Quiet Experience: Diving the Hilma Hooker
Location: Kralendijk, Bonaire, Caribbean Netherlands
What Makes It Special to Michael:
Stories about quiet places typically don’t begin aboard pirate ships. One such vessel put to port in the Dutch Antilles in 1984. At the time, no one knew for certain that it was a pirate ship, but there was plenty of speculation.
The Hilma Hooker had a checkered past, sailing under many other names and for many questionable owners. It had already sank once, only to be revived like the crew of the Flying Dutchman to sail the seas again. The ship’s melancholy delivery, under tow, to the Caribbean island just off the coast of Venezuela would prove to be its swan song. Illegal drugs were found behind a false bulkhead, and the ship began to list from a slow leak in the hull.
Abandoned by its denizens and riding low, the Hilma Hooker drifted toward deeper water where it wouldn’t be a nuisance. And, under cover of night, it caught fire and sank for the final time.

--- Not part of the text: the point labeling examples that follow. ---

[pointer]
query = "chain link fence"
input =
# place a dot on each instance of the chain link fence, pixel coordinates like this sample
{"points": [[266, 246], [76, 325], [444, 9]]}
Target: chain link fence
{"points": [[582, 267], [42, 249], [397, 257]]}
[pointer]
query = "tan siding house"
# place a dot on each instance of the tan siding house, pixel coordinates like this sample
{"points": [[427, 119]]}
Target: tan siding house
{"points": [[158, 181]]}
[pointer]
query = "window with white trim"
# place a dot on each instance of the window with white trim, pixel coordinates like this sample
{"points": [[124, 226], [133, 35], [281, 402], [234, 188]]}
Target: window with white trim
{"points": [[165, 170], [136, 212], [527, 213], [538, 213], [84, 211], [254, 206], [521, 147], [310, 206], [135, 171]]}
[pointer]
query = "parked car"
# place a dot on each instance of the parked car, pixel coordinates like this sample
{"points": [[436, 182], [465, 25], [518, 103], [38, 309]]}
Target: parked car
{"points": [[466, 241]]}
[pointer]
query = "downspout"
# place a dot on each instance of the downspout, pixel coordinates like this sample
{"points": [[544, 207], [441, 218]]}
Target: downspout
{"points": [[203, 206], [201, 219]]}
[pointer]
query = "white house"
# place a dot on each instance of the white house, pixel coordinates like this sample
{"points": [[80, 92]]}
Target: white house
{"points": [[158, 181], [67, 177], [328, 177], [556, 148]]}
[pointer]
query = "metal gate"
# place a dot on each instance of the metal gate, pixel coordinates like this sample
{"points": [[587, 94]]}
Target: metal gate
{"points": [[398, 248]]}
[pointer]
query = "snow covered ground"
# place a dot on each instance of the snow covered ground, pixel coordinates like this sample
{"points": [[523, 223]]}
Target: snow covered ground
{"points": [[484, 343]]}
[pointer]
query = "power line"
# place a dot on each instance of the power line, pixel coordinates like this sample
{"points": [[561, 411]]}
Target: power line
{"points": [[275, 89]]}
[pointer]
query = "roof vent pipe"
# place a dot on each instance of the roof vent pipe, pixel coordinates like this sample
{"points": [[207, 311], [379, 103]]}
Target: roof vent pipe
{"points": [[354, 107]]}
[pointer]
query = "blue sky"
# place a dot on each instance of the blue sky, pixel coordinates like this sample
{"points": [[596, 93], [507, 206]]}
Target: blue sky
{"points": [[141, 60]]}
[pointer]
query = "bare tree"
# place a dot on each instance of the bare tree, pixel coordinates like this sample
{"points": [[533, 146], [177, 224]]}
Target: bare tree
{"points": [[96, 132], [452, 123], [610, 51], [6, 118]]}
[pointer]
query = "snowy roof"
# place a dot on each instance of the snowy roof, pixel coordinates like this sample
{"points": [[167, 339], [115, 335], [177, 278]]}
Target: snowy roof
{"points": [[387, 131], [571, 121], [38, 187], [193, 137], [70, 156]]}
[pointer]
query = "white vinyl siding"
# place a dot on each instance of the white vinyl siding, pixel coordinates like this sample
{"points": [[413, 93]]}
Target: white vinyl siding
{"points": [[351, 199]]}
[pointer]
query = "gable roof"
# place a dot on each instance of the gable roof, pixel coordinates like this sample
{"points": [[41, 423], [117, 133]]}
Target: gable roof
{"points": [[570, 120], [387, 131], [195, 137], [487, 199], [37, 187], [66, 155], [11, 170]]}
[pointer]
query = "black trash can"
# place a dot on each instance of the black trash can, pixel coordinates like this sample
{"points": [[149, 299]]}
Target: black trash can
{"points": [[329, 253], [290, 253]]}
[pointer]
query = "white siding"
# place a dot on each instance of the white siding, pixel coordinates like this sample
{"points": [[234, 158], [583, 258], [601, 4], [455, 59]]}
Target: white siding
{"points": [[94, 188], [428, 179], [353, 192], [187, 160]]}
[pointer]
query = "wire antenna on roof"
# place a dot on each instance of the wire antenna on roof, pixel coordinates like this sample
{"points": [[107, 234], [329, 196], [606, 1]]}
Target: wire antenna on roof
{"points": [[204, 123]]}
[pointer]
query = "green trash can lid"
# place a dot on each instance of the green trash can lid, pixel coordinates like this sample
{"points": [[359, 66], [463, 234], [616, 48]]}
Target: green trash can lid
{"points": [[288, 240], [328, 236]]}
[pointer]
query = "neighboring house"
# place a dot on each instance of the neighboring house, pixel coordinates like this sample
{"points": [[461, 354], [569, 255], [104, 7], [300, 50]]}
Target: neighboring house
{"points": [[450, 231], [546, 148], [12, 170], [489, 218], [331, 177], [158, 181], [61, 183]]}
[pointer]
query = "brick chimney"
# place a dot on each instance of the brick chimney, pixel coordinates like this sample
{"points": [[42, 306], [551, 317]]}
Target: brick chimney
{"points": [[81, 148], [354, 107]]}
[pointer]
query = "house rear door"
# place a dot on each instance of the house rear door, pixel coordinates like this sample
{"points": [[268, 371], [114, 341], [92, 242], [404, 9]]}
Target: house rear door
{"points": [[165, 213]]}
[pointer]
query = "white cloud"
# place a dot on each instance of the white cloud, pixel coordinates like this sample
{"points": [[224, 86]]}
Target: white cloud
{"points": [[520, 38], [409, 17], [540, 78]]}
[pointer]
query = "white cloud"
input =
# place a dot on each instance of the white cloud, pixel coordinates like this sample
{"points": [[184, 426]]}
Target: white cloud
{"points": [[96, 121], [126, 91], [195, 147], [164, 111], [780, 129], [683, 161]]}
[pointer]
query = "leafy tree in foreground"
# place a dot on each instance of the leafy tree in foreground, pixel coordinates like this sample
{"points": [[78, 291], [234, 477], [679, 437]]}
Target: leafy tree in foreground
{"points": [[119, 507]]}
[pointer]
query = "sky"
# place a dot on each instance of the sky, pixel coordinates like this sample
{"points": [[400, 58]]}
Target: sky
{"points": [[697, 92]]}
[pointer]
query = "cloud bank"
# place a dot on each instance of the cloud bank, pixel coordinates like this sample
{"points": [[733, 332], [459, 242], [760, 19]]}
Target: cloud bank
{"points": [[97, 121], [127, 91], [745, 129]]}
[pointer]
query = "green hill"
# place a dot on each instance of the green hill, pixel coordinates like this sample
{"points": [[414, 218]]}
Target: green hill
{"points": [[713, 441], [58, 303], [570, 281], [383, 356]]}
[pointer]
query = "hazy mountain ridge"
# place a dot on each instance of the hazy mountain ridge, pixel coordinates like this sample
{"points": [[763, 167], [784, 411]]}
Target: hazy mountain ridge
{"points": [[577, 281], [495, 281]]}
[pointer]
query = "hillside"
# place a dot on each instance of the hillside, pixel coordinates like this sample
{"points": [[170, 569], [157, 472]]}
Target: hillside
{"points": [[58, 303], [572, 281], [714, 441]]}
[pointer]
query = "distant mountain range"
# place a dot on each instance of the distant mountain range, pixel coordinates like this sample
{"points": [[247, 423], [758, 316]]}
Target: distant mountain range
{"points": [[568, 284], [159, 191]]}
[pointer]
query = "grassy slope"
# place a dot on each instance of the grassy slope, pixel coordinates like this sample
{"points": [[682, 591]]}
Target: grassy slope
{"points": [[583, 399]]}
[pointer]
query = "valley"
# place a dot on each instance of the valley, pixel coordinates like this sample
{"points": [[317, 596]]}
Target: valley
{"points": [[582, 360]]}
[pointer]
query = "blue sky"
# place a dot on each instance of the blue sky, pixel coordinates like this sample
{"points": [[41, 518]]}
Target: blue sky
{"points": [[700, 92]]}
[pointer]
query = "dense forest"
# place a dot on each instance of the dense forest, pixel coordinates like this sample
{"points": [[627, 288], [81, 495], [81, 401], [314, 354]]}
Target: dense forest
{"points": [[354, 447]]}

For such chaos and uncertainty to describe the life of a ship, the Hilma Hooker is finally at rest. Ninety feet below the surface and slouched on its side, the skeleton now provides a tranquil wreck dive for those seeking silence beneath the surface of the sea. Between two coral reefs, its crew now consists of regal angelfish and eagle rays. The only sounds are your own breath and the gentle swish of the water as it finally offers peace to the pirates of the past.